When most professionals think about social media, brands like Starbucks, Coca-Cola, Old Spice, Best Buy among others come up in their minds. It makes them believe that this is a B2C world. The fundamental difference between B2B and B2C sales is that the former has more decision makers in the middle. What both have in common is that “people interact with people” in a direct or indirect way.
Social media in the B2B world is easier because you can benefit from the journey of building deeper business relationships, you can get to know and discover people better. The B2C world is extremely fast-paced: Pushy decisions and transactions must happen right now as opposed to the B2B mechanism.
B2B sales professionals can embrace loads of different tactics. The reason why most of them do not apply them is because they see social media as something separate, like homework. Here is a valuable selection of four tactics that you can blend with your current activities and put into practice straight away:
1) Generate warm calls
When you make calls to prospects, ensure that you first visit their company’s website to learn a bit more. Then go to LinkedIn’s advanced search and enter the name of the company (select “current” otherwise you will get results with people that previously worked for that company), ensure that “Country” and “Location” are correct and finally hit “Search”.

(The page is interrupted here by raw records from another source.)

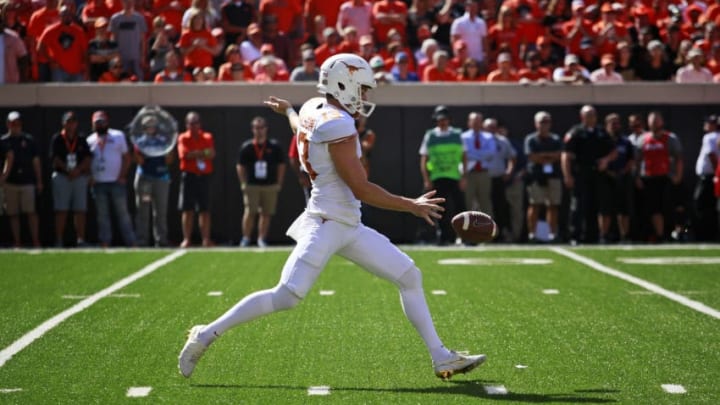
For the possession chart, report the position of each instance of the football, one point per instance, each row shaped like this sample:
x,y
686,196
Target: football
x,y
474,226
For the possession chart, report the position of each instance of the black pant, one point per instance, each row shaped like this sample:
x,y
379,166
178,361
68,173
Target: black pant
x,y
706,218
583,209
449,189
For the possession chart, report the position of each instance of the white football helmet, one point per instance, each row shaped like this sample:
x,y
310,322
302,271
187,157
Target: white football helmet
x,y
343,76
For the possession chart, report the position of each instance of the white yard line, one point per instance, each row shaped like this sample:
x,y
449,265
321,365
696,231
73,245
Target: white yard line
x,y
680,299
7,353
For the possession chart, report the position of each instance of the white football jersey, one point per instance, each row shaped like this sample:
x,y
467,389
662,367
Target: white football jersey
x,y
320,126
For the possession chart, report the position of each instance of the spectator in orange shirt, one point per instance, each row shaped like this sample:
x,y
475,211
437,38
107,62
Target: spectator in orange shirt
x,y
505,72
39,21
270,72
288,13
65,46
197,44
92,11
438,71
172,11
330,47
173,72
234,69
388,14
470,71
533,72
196,152
116,73
349,43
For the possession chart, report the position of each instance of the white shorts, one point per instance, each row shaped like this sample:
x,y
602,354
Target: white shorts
x,y
318,239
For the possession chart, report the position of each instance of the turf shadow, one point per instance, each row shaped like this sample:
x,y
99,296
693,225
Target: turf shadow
x,y
472,388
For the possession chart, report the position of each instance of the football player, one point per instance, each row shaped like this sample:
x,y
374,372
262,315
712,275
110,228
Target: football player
x,y
330,153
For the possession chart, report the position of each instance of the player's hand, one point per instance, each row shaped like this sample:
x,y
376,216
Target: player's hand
x,y
278,105
427,207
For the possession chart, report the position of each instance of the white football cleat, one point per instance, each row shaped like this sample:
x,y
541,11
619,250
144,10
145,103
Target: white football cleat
x,y
191,352
457,364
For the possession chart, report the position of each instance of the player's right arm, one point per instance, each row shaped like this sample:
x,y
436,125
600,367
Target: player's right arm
x,y
343,153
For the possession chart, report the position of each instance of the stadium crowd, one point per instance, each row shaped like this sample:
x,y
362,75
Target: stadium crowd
x,y
525,41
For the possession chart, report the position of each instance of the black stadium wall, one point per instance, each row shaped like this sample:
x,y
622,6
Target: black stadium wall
x,y
400,120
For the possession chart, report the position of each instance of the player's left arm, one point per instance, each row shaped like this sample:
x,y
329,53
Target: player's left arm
x,y
343,153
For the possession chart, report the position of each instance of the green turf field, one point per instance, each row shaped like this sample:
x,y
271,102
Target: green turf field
x,y
555,330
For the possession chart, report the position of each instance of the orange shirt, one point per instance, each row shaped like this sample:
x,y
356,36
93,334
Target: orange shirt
x,y
432,74
496,76
388,6
188,143
284,10
39,21
66,45
197,57
172,17
541,73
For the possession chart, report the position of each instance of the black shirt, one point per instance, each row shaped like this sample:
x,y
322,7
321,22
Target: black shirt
x,y
270,152
588,145
61,148
24,150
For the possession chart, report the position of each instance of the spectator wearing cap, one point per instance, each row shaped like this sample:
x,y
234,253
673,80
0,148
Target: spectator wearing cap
x,y
308,70
386,15
470,71
695,71
152,182
472,29
129,29
70,159
504,72
24,179
250,47
657,67
109,169
173,71
283,46
116,73
330,47
355,13
236,17
704,198
401,70
270,71
204,7
505,32
92,11
40,20
350,42
197,44
101,49
533,72
572,72
16,61
381,75
439,70
606,74
442,165
329,9
288,15
267,50
578,27
234,69
64,46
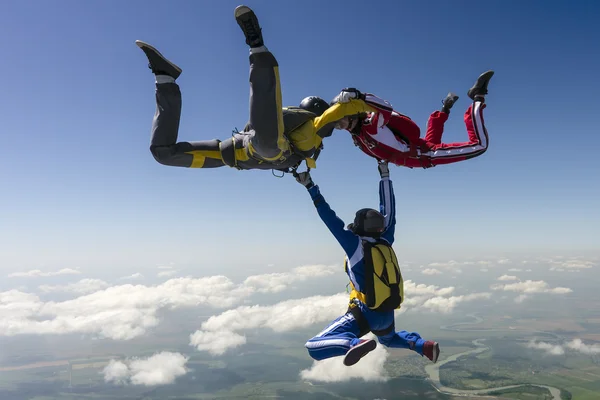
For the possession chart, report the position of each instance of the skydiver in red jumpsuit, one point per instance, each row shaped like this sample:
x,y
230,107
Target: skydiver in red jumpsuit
x,y
388,135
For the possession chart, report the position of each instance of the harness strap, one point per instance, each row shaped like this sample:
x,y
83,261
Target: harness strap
x,y
363,324
227,148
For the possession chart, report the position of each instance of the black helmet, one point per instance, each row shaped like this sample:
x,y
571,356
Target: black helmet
x,y
368,222
314,104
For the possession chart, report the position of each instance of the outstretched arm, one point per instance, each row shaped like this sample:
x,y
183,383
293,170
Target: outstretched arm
x,y
348,240
387,202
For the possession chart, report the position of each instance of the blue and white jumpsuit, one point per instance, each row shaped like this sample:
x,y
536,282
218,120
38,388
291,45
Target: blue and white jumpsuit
x,y
345,332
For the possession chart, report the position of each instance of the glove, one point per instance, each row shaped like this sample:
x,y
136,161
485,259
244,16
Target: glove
x,y
346,95
304,179
384,171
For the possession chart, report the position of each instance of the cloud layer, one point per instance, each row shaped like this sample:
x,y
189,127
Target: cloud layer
x,y
370,368
221,332
35,273
127,311
159,369
575,345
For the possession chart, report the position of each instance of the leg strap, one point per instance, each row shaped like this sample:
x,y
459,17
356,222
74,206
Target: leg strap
x,y
227,148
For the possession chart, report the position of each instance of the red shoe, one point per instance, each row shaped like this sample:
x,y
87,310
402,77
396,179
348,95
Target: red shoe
x,y
358,351
431,350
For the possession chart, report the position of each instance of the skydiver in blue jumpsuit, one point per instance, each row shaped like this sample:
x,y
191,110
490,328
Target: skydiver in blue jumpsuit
x,y
342,337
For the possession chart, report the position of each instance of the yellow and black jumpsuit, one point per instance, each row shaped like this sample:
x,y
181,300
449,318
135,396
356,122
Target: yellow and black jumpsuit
x,y
270,140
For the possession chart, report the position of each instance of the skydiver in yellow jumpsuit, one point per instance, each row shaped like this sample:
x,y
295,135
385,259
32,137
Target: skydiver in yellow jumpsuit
x,y
275,137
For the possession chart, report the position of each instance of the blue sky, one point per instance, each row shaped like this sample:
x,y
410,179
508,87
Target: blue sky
x,y
81,189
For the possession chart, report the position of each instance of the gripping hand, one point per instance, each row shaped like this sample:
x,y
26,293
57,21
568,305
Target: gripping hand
x,y
346,95
304,179
384,171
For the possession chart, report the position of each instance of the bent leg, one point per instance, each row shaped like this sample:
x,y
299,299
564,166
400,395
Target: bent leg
x,y
446,153
165,127
403,340
335,340
435,128
266,115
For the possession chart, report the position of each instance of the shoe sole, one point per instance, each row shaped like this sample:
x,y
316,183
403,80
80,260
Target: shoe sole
x,y
241,10
436,352
482,81
141,45
357,352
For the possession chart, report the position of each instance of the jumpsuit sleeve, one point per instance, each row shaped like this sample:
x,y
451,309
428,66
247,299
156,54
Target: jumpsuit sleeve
x,y
387,207
341,110
336,226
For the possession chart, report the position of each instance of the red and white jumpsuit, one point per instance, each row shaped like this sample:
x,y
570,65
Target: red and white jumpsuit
x,y
388,135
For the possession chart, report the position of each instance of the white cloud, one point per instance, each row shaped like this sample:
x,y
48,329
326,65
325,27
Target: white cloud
x,y
137,275
159,369
431,271
530,286
277,282
547,347
34,273
298,313
82,287
446,305
370,368
216,342
521,298
127,311
571,263
578,345
508,278
575,345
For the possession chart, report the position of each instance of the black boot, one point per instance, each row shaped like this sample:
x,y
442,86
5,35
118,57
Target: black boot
x,y
157,62
448,102
479,89
247,20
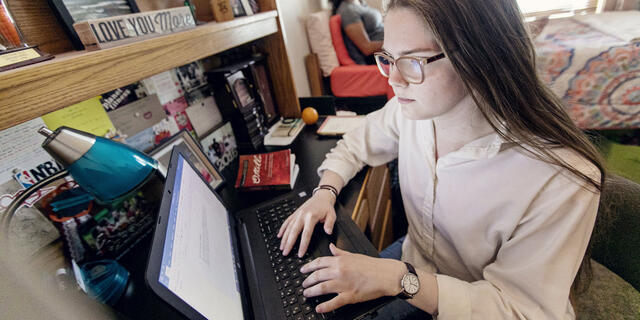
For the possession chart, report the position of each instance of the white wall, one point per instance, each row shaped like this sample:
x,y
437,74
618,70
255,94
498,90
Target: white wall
x,y
292,17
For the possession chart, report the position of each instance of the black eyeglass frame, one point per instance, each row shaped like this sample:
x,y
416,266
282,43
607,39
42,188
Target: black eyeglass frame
x,y
422,60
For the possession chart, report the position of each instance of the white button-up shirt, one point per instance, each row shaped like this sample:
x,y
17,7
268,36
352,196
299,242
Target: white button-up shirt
x,y
503,231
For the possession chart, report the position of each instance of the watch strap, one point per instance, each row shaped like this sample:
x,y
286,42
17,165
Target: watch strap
x,y
403,294
410,268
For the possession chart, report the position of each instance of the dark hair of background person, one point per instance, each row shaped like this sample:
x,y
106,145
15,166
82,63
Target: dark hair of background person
x,y
490,48
336,4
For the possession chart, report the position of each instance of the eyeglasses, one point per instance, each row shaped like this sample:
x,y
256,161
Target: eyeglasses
x,y
411,68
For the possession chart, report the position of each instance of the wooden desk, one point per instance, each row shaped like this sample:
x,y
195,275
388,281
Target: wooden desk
x,y
140,302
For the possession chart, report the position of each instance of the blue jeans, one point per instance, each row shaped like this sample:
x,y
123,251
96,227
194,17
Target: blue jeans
x,y
399,309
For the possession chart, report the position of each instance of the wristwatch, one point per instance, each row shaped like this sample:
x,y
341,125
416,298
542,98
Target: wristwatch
x,y
410,283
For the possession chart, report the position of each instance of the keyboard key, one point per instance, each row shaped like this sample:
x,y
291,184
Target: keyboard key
x,y
307,309
296,310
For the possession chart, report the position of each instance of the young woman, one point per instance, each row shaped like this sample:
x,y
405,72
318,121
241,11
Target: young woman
x,y
500,188
363,27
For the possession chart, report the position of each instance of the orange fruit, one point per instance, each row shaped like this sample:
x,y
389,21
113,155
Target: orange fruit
x,y
309,115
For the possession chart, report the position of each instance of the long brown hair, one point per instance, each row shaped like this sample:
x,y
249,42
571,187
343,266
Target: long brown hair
x,y
490,48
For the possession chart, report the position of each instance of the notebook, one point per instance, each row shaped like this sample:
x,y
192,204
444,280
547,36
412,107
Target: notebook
x,y
210,263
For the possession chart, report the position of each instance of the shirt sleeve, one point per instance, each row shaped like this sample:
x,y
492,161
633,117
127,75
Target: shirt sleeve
x,y
375,143
348,15
534,269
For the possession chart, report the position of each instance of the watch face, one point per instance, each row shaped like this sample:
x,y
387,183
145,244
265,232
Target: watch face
x,y
410,283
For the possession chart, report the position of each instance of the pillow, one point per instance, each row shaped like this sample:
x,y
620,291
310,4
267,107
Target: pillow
x,y
320,39
335,25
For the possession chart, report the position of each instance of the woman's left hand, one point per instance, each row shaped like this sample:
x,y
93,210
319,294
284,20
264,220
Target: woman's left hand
x,y
354,277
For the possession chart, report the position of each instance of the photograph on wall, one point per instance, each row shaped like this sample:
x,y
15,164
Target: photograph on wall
x,y
220,146
204,116
163,154
137,116
72,11
177,110
117,98
191,76
236,7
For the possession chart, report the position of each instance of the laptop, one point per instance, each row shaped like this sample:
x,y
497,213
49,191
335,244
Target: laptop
x,y
210,263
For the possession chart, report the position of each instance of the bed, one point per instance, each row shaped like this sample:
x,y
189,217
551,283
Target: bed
x,y
593,63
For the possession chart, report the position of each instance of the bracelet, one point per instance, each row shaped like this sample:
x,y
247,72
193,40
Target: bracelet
x,y
331,188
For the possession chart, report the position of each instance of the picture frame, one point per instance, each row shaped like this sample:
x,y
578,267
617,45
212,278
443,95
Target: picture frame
x,y
220,146
162,154
241,89
72,11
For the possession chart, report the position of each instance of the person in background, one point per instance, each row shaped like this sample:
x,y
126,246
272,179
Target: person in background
x,y
363,27
499,186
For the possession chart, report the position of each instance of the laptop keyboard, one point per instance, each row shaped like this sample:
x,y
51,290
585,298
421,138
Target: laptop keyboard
x,y
286,270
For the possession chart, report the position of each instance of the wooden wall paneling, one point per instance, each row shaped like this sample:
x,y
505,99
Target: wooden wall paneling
x,y
266,5
29,92
314,74
40,26
281,76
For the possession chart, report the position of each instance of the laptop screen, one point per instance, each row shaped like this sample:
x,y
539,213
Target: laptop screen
x,y
197,262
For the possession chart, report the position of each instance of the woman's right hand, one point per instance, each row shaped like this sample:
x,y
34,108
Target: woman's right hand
x,y
318,208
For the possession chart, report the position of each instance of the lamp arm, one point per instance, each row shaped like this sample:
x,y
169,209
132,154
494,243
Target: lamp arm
x,y
15,204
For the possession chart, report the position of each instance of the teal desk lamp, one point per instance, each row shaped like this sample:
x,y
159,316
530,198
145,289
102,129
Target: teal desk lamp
x,y
106,169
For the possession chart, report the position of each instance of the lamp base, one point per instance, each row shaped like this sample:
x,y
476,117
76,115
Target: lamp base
x,y
18,57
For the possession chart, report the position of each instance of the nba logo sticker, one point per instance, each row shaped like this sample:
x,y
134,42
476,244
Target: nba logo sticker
x,y
25,179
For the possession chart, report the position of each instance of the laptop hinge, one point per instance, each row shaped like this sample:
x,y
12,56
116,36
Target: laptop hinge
x,y
257,303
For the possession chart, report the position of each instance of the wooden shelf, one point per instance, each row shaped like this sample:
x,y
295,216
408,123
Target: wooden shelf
x,y
32,91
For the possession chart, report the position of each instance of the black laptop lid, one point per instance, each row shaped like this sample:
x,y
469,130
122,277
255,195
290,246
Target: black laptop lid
x,y
192,264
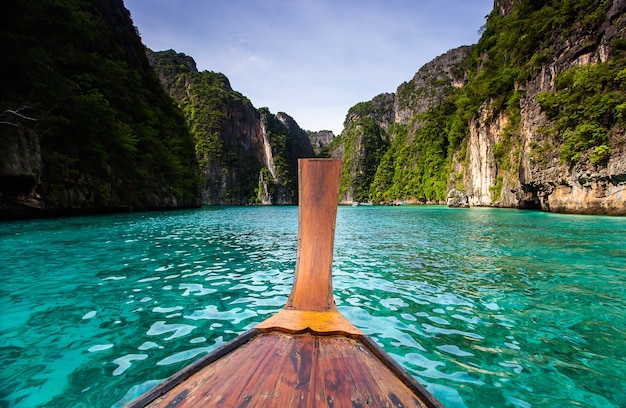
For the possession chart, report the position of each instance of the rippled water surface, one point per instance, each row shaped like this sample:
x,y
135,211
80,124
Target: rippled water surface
x,y
487,308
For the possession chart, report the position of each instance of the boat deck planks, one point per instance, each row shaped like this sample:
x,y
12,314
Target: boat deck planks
x,y
293,370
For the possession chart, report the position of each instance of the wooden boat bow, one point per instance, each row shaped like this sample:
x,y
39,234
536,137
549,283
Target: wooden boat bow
x,y
308,354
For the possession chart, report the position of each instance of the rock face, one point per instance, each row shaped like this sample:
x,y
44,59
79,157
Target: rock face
x,y
247,155
431,84
457,199
547,182
493,122
320,140
84,123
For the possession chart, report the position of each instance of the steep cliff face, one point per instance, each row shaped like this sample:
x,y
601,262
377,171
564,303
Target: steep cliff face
x,y
320,140
431,85
247,155
542,170
390,147
85,125
533,116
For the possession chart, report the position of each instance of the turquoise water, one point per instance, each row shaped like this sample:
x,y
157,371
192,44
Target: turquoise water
x,y
487,308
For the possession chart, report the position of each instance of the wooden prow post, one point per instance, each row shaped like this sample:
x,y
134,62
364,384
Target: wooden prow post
x,y
318,194
311,305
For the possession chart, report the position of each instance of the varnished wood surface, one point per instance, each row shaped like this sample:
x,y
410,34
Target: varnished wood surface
x,y
286,370
319,189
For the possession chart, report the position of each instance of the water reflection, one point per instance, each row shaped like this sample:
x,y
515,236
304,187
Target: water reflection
x,y
485,307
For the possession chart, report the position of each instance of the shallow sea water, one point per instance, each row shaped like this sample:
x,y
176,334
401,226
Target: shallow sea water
x,y
485,307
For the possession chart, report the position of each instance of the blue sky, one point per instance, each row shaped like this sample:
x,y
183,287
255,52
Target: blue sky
x,y
312,59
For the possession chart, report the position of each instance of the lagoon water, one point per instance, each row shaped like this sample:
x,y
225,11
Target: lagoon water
x,y
485,307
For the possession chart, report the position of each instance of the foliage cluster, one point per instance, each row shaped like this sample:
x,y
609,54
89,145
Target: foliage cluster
x,y
104,122
364,145
588,103
416,166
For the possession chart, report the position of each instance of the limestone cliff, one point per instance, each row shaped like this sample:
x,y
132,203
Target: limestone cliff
x,y
247,155
537,176
84,125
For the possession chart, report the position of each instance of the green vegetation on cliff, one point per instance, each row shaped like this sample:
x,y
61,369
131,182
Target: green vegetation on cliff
x,y
587,106
110,137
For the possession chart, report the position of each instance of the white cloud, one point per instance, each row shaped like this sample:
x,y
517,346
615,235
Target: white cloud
x,y
310,59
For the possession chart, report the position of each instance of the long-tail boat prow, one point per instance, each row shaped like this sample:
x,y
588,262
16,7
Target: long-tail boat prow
x,y
308,354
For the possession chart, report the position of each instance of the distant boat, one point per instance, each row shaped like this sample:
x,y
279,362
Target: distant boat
x,y
308,354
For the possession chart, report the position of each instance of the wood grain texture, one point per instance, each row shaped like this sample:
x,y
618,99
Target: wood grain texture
x,y
296,321
303,370
319,190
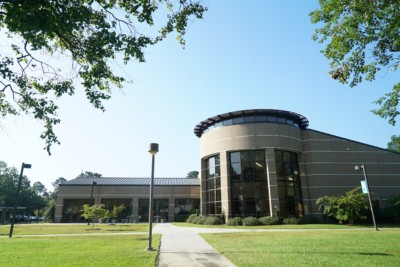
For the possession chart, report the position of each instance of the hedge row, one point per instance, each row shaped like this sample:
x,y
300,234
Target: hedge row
x,y
248,221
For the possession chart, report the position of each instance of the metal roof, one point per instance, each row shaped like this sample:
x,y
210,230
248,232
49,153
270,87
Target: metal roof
x,y
125,181
297,118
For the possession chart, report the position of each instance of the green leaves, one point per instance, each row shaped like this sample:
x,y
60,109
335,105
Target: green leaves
x,y
90,34
361,37
349,207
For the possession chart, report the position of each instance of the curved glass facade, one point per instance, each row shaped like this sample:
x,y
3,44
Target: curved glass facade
x,y
213,181
249,185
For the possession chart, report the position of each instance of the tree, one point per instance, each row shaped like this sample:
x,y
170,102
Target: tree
x,y
51,203
90,34
350,207
362,39
94,212
28,196
39,188
116,211
394,144
57,183
89,174
193,174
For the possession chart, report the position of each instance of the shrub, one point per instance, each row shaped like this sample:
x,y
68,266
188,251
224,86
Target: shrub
x,y
268,220
251,221
235,221
291,220
192,218
200,220
212,220
350,207
307,219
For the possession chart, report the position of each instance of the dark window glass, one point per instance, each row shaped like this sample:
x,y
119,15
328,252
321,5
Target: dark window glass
x,y
249,187
260,118
227,122
249,119
213,181
289,189
238,120
218,124
235,157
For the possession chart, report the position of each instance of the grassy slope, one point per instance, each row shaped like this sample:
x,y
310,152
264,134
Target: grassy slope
x,y
115,250
45,228
85,250
311,248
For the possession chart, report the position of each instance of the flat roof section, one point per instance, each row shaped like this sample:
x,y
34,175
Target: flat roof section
x,y
295,119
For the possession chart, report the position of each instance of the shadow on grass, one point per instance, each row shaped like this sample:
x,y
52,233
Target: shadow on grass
x,y
319,252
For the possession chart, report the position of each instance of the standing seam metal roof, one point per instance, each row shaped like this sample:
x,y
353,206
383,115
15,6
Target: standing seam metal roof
x,y
129,181
297,118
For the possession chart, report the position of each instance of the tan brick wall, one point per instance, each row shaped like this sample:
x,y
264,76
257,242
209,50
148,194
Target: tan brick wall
x,y
326,162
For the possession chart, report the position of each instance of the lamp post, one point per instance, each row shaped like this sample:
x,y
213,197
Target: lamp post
x,y
153,151
24,166
91,195
358,167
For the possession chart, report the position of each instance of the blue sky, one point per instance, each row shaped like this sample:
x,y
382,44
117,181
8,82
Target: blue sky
x,y
258,55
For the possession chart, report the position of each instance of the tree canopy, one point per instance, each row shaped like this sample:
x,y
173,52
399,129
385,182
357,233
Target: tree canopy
x,y
29,197
193,174
90,34
363,38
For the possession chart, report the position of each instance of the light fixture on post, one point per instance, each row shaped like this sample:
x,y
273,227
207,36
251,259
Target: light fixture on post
x,y
91,196
24,166
153,151
357,168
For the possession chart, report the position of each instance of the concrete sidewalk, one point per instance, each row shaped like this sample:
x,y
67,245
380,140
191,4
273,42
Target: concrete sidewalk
x,y
182,246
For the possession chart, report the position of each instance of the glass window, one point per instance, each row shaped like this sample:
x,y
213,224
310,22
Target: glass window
x,y
227,122
238,120
260,118
184,207
249,119
249,187
218,124
289,189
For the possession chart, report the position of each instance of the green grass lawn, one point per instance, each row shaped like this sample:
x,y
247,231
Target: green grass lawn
x,y
310,248
46,228
280,226
88,250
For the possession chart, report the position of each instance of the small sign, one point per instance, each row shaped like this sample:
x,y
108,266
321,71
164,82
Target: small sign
x,y
364,187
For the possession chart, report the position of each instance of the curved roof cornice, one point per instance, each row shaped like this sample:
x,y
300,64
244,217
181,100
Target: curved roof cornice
x,y
300,120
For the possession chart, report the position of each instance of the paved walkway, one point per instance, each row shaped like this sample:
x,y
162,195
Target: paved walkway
x,y
182,246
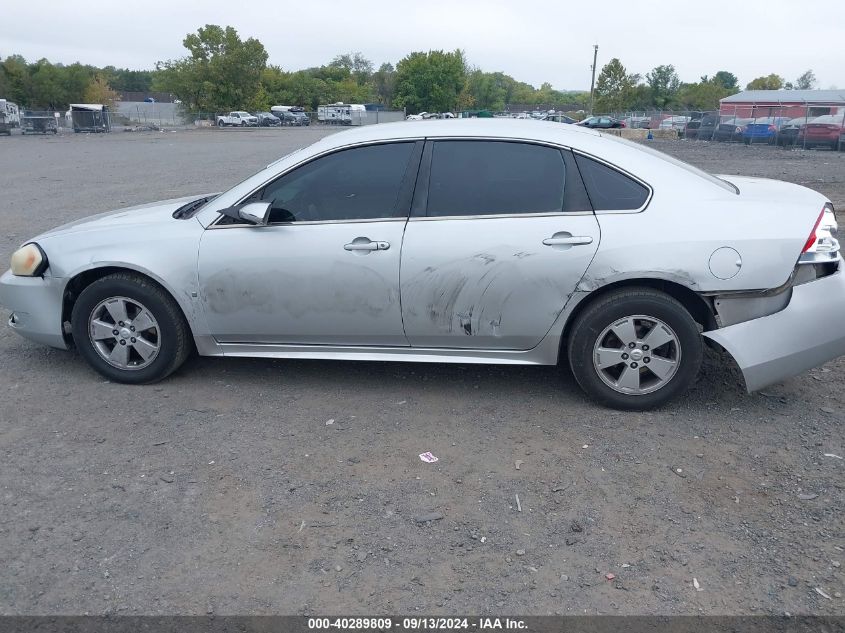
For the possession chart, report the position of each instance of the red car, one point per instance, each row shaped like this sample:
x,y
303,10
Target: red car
x,y
823,130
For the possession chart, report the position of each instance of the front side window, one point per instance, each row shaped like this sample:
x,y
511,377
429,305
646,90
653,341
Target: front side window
x,y
494,178
609,189
361,183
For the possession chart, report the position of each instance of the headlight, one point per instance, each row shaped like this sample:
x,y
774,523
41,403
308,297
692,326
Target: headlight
x,y
29,261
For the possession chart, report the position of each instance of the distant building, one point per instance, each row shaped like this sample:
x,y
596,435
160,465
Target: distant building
x,y
787,103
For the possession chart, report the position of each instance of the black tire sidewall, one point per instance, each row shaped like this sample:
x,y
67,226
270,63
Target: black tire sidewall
x,y
596,318
154,300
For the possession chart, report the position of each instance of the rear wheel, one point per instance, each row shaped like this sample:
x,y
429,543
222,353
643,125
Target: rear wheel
x,y
129,329
635,349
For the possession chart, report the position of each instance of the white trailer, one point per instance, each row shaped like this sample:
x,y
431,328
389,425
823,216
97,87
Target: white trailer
x,y
342,114
10,116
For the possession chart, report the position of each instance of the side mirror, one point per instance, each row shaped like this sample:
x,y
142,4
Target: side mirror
x,y
257,213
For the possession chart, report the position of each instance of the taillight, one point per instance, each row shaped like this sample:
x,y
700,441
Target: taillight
x,y
811,240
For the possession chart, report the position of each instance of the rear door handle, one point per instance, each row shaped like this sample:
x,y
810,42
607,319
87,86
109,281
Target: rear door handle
x,y
365,244
565,239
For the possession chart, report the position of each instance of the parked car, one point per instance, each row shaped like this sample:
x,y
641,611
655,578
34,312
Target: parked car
x,y
824,130
638,122
300,118
691,129
763,129
788,134
601,122
495,226
707,126
730,130
238,118
677,123
557,117
267,119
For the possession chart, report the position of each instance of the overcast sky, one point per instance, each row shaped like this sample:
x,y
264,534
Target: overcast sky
x,y
530,40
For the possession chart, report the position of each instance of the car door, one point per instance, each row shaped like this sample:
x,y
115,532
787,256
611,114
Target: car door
x,y
326,268
499,236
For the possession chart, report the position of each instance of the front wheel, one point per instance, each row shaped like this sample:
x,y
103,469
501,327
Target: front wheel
x,y
635,349
130,329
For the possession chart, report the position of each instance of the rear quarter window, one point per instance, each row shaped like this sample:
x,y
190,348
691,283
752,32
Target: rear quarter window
x,y
609,189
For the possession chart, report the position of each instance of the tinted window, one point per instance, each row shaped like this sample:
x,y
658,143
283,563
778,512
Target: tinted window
x,y
610,190
354,184
494,177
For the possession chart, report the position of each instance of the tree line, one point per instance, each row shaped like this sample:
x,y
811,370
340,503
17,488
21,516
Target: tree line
x,y
617,90
224,72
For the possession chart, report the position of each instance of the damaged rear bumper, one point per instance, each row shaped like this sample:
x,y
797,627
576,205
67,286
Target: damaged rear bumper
x,y
808,332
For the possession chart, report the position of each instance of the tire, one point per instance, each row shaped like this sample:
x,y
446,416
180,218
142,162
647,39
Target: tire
x,y
169,334
680,357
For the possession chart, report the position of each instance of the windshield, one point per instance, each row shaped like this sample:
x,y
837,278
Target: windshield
x,y
724,184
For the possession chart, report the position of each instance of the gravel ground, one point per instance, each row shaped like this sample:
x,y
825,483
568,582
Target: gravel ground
x,y
226,489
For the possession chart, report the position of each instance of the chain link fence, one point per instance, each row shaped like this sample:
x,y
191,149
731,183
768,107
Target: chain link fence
x,y
166,116
802,126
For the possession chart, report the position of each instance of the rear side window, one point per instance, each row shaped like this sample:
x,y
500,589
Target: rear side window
x,y
610,190
494,178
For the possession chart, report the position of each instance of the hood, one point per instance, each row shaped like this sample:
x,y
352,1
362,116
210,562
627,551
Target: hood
x,y
139,215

All you need to do after that is look for professionals with a title description that matches the person you want to talk to or at least, a title close enough. When making contact, use that name or more to get closer: “…I would need to talk to someone that handles partnerships. Would that still be Mary Higgs or maybe John Right?“. In my experience, when you put your foot in the door with a name, the rest becomes easier. Even if you make contact with those folks you found on LinkedIn and they can’t help you, they will put you in touch with the right person 8 out of 10 times.
2) Discover new leads
You may listen to relevant conversations in different sites but try to build your own listening station, where you can track everything that is only relevant to you in just one spot!
This tactic consists in creating Twitter columns (I suggest Hootsuite.com since you can create sets of columns under labeled “tabs”). Here’s an example of the columns you can build:
- Community: Create a Twitter list with that name and track everybody that’s mentioning your company and retweeting your company news.
- Colleagues: Build a list with everyone in your company that’s on Twitter.
- Competitors: Create another list to track all the players in the competition to check what they’re up to and unfold opportunities.
- Keywords: Track key-phases (up to three per column) in relation to your products, services or a problem.
- Check-ins: Think about all relevant business spots. For example: business venues, coffee shops (that you go to), partners’ offices, competitors’ offices, etc. Track who is checking in at those places. Simply click on people’s profiles to learn more about them and decide if it’s worth following or inviting them for a coffee straight away.
- Prospects: Include those professionals that you’re getting closer to in a separate list/column. Replying to their tweets or retweeting them will make you stay in touch and keep the relationship fresher.
3) Make yourself visible
In the previous step you built a spot to listen to all relevant conversations. LinkedIn should be the record of all your business connections. Yes, do use a diary and CRM system if you want but LinkedIn will give you something unique: exposure and visibility of your business network.
Before or after a meeting, people will Google you and/or look you up on LinkedIn (assume that).
If prospects find an incomplete profile or nothing, I’m not saying that you won’t be able to close the deal but, you will be missing a great opportunity to stay closer to your potential customer and maybe closing that sale even sooner.
4) Emails and business cards
You use them already everyday! If you simply replace your fixed email signature with a “social signature” and share the URLs of your Twitter and LinkedIn accounts on your business cards, you will be providing not just more points of contact but also dialogue channels. Your prospects may decide to ask you questions and stay in touch through any of these platforms.
Over to you:
What other tactics that have worked for you can you share?